I like Prog Rock, (amongst other things), and when I heard of this month’s title, I couldn’t help but think of Rush and their classic album “Hemispheres”.
The entire side one of this album is a track called Cygnus X1 Book 2 – Hemispheres, and it is about the battle of the heart and mind for dominance in the shape of the battle of the Gods Dionysys and Apollo.  Balance is brought in the end by Cygnus and the final lyric is “Sensibility armed with sense and liberty with the heart and mind united in a single perfect Sphere” – balance, perfection, Equilibrium, the fusion of heart and mind for the good of all, moderation in all things. This is the type of story that I expected from Equilibrium; the cover gave it a fairytale feeling, the back cover blurb was reminiscent of Game of Thrones.  It had Annette Badland playing the Queen – surely she had to be the villain……?

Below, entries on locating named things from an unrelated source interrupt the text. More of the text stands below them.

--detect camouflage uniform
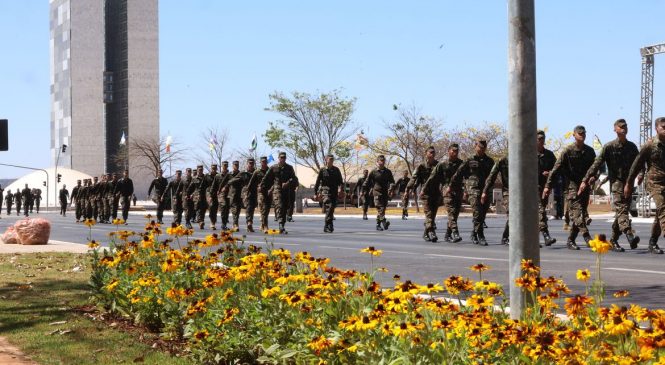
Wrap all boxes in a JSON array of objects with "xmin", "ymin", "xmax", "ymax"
[
  {"xmin": 451, "ymin": 154, "xmax": 494, "ymax": 245},
  {"xmin": 363, "ymin": 167, "xmax": 395, "ymax": 231},
  {"xmin": 582, "ymin": 134, "xmax": 640, "ymax": 251},
  {"xmin": 314, "ymin": 166, "xmax": 344, "ymax": 233},
  {"xmin": 545, "ymin": 143, "xmax": 596, "ymax": 249},
  {"xmin": 395, "ymin": 172, "xmax": 415, "ymax": 219},
  {"xmin": 260, "ymin": 154, "xmax": 298, "ymax": 233},
  {"xmin": 406, "ymin": 160, "xmax": 441, "ymax": 242},
  {"xmin": 483, "ymin": 156, "xmax": 509, "ymax": 244}
]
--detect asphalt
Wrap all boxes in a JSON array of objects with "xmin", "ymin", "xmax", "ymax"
[{"xmin": 0, "ymin": 212, "xmax": 665, "ymax": 308}]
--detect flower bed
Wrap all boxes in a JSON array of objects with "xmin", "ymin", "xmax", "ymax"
[{"xmin": 91, "ymin": 222, "xmax": 665, "ymax": 364}]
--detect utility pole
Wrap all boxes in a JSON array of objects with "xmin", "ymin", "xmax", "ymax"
[{"xmin": 508, "ymin": 0, "xmax": 540, "ymax": 319}]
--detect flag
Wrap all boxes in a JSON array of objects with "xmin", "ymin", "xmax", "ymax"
[
  {"xmin": 166, "ymin": 135, "xmax": 173, "ymax": 153},
  {"xmin": 593, "ymin": 134, "xmax": 603, "ymax": 153},
  {"xmin": 249, "ymin": 133, "xmax": 258, "ymax": 152}
]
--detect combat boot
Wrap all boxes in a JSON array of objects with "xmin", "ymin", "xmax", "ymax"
[
  {"xmin": 427, "ymin": 230, "xmax": 439, "ymax": 242},
  {"xmin": 443, "ymin": 228, "xmax": 453, "ymax": 242},
  {"xmin": 610, "ymin": 238, "xmax": 626, "ymax": 252},
  {"xmin": 626, "ymin": 231, "xmax": 640, "ymax": 250},
  {"xmin": 649, "ymin": 237, "xmax": 663, "ymax": 255},
  {"xmin": 478, "ymin": 232, "xmax": 487, "ymax": 246},
  {"xmin": 543, "ymin": 231, "xmax": 556, "ymax": 246},
  {"xmin": 566, "ymin": 238, "xmax": 580, "ymax": 250},
  {"xmin": 453, "ymin": 228, "xmax": 462, "ymax": 243}
]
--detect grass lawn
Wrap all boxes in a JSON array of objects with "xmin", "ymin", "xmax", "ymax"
[{"xmin": 0, "ymin": 253, "xmax": 194, "ymax": 365}]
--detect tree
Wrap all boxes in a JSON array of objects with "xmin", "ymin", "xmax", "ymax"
[
  {"xmin": 196, "ymin": 127, "xmax": 233, "ymax": 171},
  {"xmin": 263, "ymin": 90, "xmax": 357, "ymax": 173},
  {"xmin": 127, "ymin": 137, "xmax": 185, "ymax": 174}
]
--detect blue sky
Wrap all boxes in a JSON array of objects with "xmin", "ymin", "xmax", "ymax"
[{"xmin": 0, "ymin": 0, "xmax": 665, "ymax": 178}]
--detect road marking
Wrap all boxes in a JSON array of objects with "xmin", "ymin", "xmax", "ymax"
[{"xmin": 605, "ymin": 267, "xmax": 665, "ymax": 275}]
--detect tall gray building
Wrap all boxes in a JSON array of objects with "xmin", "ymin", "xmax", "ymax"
[{"xmin": 50, "ymin": 0, "xmax": 159, "ymax": 195}]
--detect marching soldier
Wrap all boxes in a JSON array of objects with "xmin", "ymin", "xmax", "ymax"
[
  {"xmin": 577, "ymin": 119, "xmax": 642, "ymax": 252},
  {"xmin": 69, "ymin": 180, "xmax": 83, "ymax": 223},
  {"xmin": 542, "ymin": 125, "xmax": 596, "ymax": 250},
  {"xmin": 248, "ymin": 156, "xmax": 270, "ymax": 232},
  {"xmin": 59, "ymin": 184, "xmax": 69, "ymax": 217},
  {"xmin": 205, "ymin": 164, "xmax": 219, "ymax": 231},
  {"xmin": 227, "ymin": 161, "xmax": 243, "ymax": 232},
  {"xmin": 624, "ymin": 117, "xmax": 665, "ymax": 254},
  {"xmin": 160, "ymin": 170, "xmax": 183, "ymax": 225},
  {"xmin": 402, "ymin": 146, "xmax": 441, "ymax": 242},
  {"xmin": 14, "ymin": 188, "xmax": 23, "ymax": 216},
  {"xmin": 114, "ymin": 170, "xmax": 134, "ymax": 225},
  {"xmin": 363, "ymin": 155, "xmax": 395, "ymax": 231},
  {"xmin": 148, "ymin": 169, "xmax": 169, "ymax": 224},
  {"xmin": 536, "ymin": 130, "xmax": 558, "ymax": 246},
  {"xmin": 395, "ymin": 171, "xmax": 415, "ymax": 220},
  {"xmin": 182, "ymin": 167, "xmax": 196, "ymax": 229},
  {"xmin": 260, "ymin": 152, "xmax": 298, "ymax": 234},
  {"xmin": 314, "ymin": 154, "xmax": 344, "ymax": 233},
  {"xmin": 187, "ymin": 165, "xmax": 206, "ymax": 229},
  {"xmin": 449, "ymin": 139, "xmax": 494, "ymax": 246},
  {"xmin": 21, "ymin": 184, "xmax": 32, "ymax": 217},
  {"xmin": 356, "ymin": 169, "xmax": 369, "ymax": 220},
  {"xmin": 480, "ymin": 156, "xmax": 510, "ymax": 245},
  {"xmin": 217, "ymin": 161, "xmax": 232, "ymax": 231}
]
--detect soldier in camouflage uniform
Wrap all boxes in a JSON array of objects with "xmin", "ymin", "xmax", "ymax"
[
  {"xmin": 182, "ymin": 167, "xmax": 196, "ymax": 229},
  {"xmin": 480, "ymin": 156, "xmax": 510, "ymax": 245},
  {"xmin": 227, "ymin": 161, "xmax": 243, "ymax": 232},
  {"xmin": 161, "ymin": 170, "xmax": 183, "ymax": 225},
  {"xmin": 542, "ymin": 125, "xmax": 596, "ymax": 250},
  {"xmin": 624, "ymin": 117, "xmax": 665, "ymax": 254},
  {"xmin": 450, "ymin": 139, "xmax": 494, "ymax": 246},
  {"xmin": 205, "ymin": 164, "xmax": 219, "ymax": 231},
  {"xmin": 314, "ymin": 155, "xmax": 344, "ymax": 233},
  {"xmin": 217, "ymin": 161, "xmax": 232, "ymax": 231},
  {"xmin": 406, "ymin": 146, "xmax": 441, "ymax": 242},
  {"xmin": 536, "ymin": 130, "xmax": 556, "ymax": 246},
  {"xmin": 260, "ymin": 152, "xmax": 298, "ymax": 234},
  {"xmin": 395, "ymin": 171, "xmax": 413, "ymax": 220},
  {"xmin": 577, "ymin": 119, "xmax": 642, "ymax": 252},
  {"xmin": 363, "ymin": 155, "xmax": 395, "ymax": 231},
  {"xmin": 356, "ymin": 170, "xmax": 370, "ymax": 220},
  {"xmin": 248, "ymin": 156, "xmax": 270, "ymax": 232}
]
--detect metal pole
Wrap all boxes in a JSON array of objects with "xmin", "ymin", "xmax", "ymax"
[{"xmin": 508, "ymin": 0, "xmax": 540, "ymax": 319}]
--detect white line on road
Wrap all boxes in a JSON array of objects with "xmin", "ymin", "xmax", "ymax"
[{"xmin": 605, "ymin": 267, "xmax": 665, "ymax": 275}]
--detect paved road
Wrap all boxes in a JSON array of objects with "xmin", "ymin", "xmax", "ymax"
[{"xmin": 0, "ymin": 209, "xmax": 665, "ymax": 308}]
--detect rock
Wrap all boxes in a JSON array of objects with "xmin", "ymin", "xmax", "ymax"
[{"xmin": 14, "ymin": 218, "xmax": 51, "ymax": 245}]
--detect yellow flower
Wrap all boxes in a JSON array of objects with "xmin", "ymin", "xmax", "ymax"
[
  {"xmin": 360, "ymin": 246, "xmax": 383, "ymax": 256},
  {"xmin": 576, "ymin": 269, "xmax": 591, "ymax": 281},
  {"xmin": 589, "ymin": 234, "xmax": 612, "ymax": 255}
]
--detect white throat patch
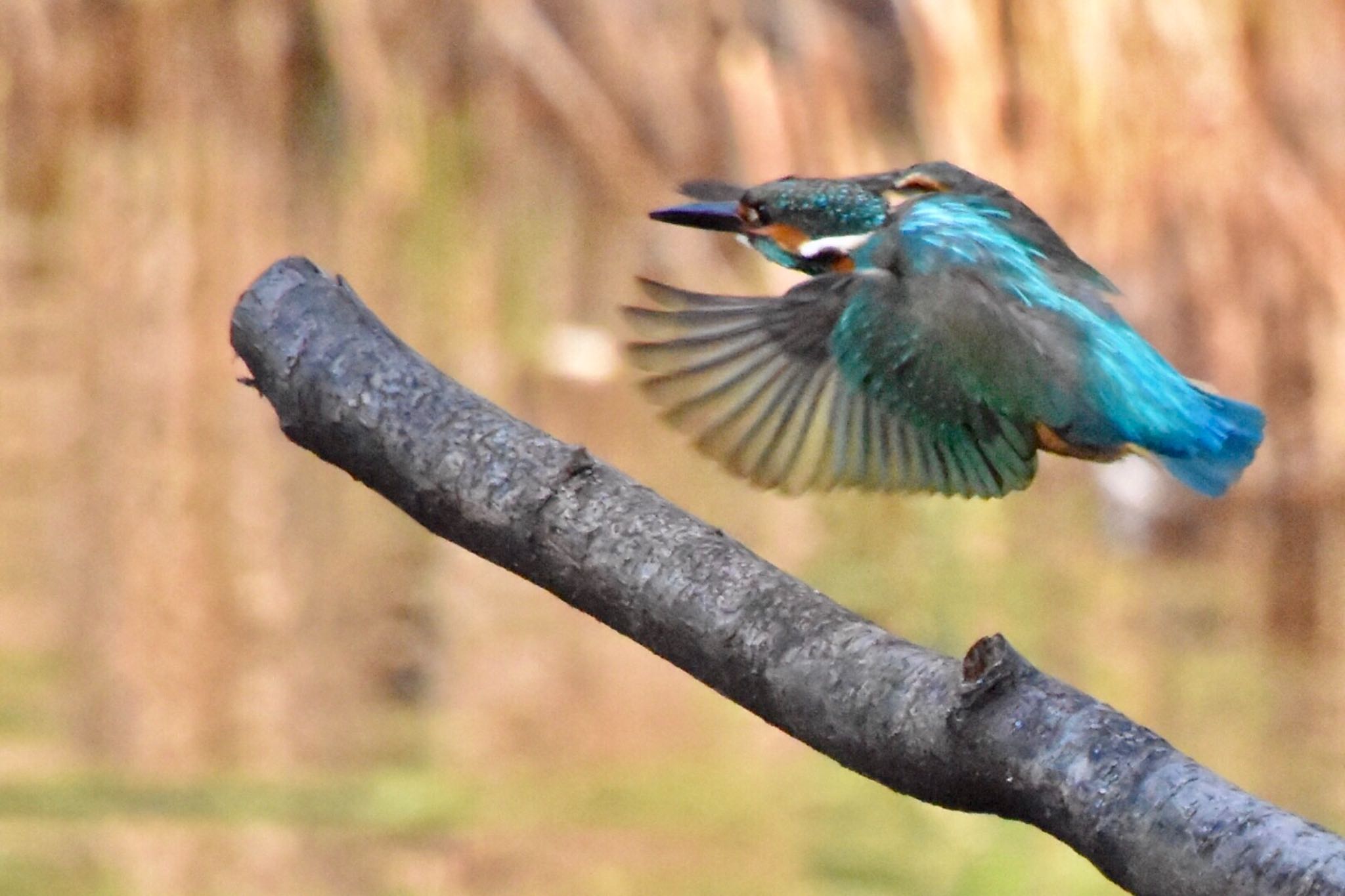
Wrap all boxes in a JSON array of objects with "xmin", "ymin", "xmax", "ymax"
[{"xmin": 799, "ymin": 234, "xmax": 873, "ymax": 258}]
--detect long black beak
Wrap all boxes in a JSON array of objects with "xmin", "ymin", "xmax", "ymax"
[{"xmin": 650, "ymin": 202, "xmax": 742, "ymax": 234}]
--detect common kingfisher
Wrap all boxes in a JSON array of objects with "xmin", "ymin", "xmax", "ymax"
[{"xmin": 625, "ymin": 163, "xmax": 1264, "ymax": 497}]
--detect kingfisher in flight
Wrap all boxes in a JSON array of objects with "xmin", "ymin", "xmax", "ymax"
[{"xmin": 625, "ymin": 161, "xmax": 1266, "ymax": 497}]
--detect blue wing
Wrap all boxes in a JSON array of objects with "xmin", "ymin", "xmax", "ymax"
[{"xmin": 882, "ymin": 194, "xmax": 1264, "ymax": 494}]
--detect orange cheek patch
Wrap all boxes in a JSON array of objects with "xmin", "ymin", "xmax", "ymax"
[{"xmin": 752, "ymin": 224, "xmax": 808, "ymax": 255}]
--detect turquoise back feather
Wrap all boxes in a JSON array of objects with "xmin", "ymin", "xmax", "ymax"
[{"xmin": 856, "ymin": 194, "xmax": 1259, "ymax": 458}]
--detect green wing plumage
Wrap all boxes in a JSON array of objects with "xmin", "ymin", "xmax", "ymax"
[{"xmin": 625, "ymin": 274, "xmax": 1037, "ymax": 497}]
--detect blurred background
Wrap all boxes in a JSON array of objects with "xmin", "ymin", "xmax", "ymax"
[{"xmin": 0, "ymin": 0, "xmax": 1345, "ymax": 895}]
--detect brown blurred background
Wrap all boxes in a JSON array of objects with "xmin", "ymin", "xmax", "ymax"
[{"xmin": 0, "ymin": 0, "xmax": 1345, "ymax": 895}]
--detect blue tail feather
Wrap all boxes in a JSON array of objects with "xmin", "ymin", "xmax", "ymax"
[{"xmin": 1158, "ymin": 389, "xmax": 1266, "ymax": 497}]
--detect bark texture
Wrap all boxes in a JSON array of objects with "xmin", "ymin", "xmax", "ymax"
[{"xmin": 231, "ymin": 258, "xmax": 1345, "ymax": 896}]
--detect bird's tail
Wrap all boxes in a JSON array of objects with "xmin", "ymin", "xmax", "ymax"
[{"xmin": 1158, "ymin": 389, "xmax": 1266, "ymax": 497}]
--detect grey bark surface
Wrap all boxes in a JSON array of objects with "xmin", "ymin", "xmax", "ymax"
[{"xmin": 231, "ymin": 258, "xmax": 1345, "ymax": 896}]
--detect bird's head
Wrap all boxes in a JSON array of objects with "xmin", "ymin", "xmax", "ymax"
[
  {"xmin": 650, "ymin": 163, "xmax": 994, "ymax": 274},
  {"xmin": 650, "ymin": 177, "xmax": 888, "ymax": 274}
]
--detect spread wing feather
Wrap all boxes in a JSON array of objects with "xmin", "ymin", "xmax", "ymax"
[{"xmin": 625, "ymin": 274, "xmax": 1037, "ymax": 497}]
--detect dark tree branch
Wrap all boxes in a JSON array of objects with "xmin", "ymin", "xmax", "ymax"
[{"xmin": 232, "ymin": 258, "xmax": 1345, "ymax": 896}]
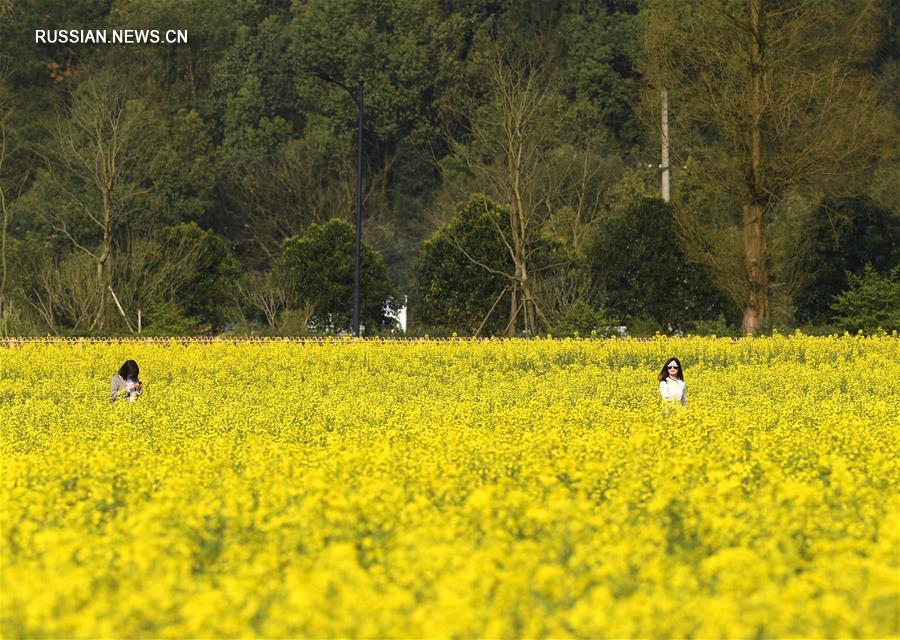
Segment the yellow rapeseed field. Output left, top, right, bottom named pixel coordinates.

Expectations are a funny thing; I thought I had Equilibrium worked out from the cover and the synopsis – how wrong I was, and how glad I was that I was wrong, because Equilibrium really is a bit of a gem.  It’s a genuinely sad, melancholy tale of a society in almost permanent stasis, complete Equilibrium, and the awful ends that the denizens of the realm of Isenfel go to, quite willingly, to maintain this. If this were a musical, it would have the feel of Kate Bush’s ‘The Sensual World’, heartbreakingly sad, sweet and melancholy, wistful and wintry.
The story is the second part of a new trilogy set in E-Space for the Fifth Doctor, Nyssa, Tegan and Turlough, and follows directly on from last month’s release Mistfall. Our heroes are on the trail of the Interface Stabiliser which allows them to leave E-Space when they are drawn to Isenfell, a world of Ice, not unlike Winterfell in Game of Thrones (minus the gratuitous nudity and violence!) The TARDIS sinks beneath the ice and the team seek assistance from Queen Karlina – Annette Badland playing beautifully against type as a world weary Queen, fulfilling her duty and bound to her fate, and what an awful task it is being a leader in Isenfell.  This is where the tragedy of the realm comes in – the world needs to be held in balance, no more than 1952 people must inhabit it, this is the number that can be sustained, enforced by The Balancer.  Now there are four new visitors, four residents of Isenfell must die to make way for them; this is the way it has always been, parents dying to allow their children into the world, brothers sacrificing themselves for sisters – but the most disturbing thing is the peoples acceptance of this.  This is how things are have always been and how they always will be.  It’s a fatalistic world view, and genuinely tragic.
With such a large main cast, sometimes not all are given a chance to shine.  This story has Turlough as the companion in the spotlight as he forms a bond with Inger, played by Joanna Kirlkland, a cold, haughty, no nonsense warrior Princess who loves hunting – their relationship is awkward but very natural. Also Sarah Sutton is given a great chance to shine in episode four, where she gives one of “those” New Who style speeches about the Doctor being wonderful and his impact on everyone he touches.
The ending is doubly sad because the resolution was always in the grasp of the residents of Isenfell, it just needed the Doctor to make them realise it. It is refreshing to have a story with no actual “villain” in the traditional sense and to have such a deep characterful story in the more technical Fifth Doctor run. It’s melancholy, moving and magical – I give it an Ice Meltingly fab 10/10.